With the apparent #blackgirlmagic and #melaninpopping movement  exemplified at an accelerated pace on social media, one will suppose a swift decline in ‘skin bleaching’ , except for the spread out report from the World Health Organization (W.H.O) estimates that 77 percent statistics of Nigerian women use skin bleaching products, which reputes Nigeria among top consumers worldwide.

Colorism is still a hard nut to crack even in our domestic society, talk less of the global sphere.
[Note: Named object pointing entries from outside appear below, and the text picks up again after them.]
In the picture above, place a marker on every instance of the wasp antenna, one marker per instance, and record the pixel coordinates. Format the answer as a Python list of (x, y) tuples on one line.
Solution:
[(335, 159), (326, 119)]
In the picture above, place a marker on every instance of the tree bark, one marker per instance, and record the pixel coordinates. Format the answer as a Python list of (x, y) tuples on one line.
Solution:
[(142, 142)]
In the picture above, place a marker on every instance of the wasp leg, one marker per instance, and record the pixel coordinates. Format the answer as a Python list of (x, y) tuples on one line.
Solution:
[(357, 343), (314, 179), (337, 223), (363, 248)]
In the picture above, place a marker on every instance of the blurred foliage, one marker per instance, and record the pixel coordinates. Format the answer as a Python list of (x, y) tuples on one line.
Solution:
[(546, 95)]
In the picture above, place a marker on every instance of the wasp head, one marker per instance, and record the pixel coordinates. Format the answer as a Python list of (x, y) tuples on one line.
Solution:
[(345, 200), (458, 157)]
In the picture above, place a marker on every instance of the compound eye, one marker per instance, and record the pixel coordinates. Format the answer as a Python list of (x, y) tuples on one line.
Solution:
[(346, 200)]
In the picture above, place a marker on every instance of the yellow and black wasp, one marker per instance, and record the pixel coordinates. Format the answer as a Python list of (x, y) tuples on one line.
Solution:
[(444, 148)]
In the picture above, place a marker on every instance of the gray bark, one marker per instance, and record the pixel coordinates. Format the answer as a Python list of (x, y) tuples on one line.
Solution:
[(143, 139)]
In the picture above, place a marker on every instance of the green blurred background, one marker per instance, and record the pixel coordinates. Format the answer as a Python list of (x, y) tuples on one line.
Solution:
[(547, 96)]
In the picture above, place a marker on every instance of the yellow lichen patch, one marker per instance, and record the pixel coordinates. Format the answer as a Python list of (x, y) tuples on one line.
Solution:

One may inquire on what the beauty standards raved about is and how it relates to skin bleaching: We delve into this subject matter.

As black women of different race, ethnicity, and color we have for the longest time being misguided by various prevalent conception of what beauty is and how it should be portrayed; this has grounded the pattern of women of color , thereby pressuring the upheld belief of ‘lighter skin tones’ as more good-looking.

Why is there a thriving representation of biracial girls whilst relaying ads to a diverse category of black women?

Why can’t we dispel this mental colonization of colorism that has ravaged the perception of beauty and toyed with people’s individuality hence paving way for low self esteem? All these questions have been left running through our minds for the longest of time.

In fact, women are not alone on this ride. just like their counterparts, a good number of men are deeply rooted and dedicated to skin bleaching.



Image courtesy @toofaced: Born this way beauty campaign in collaboration with Jackie Aina.


More so, ‘BBCAfrica Girl Talk’ had a thought provoking live Instagram session on Skin Bleaching which debunked several beauty intricacies.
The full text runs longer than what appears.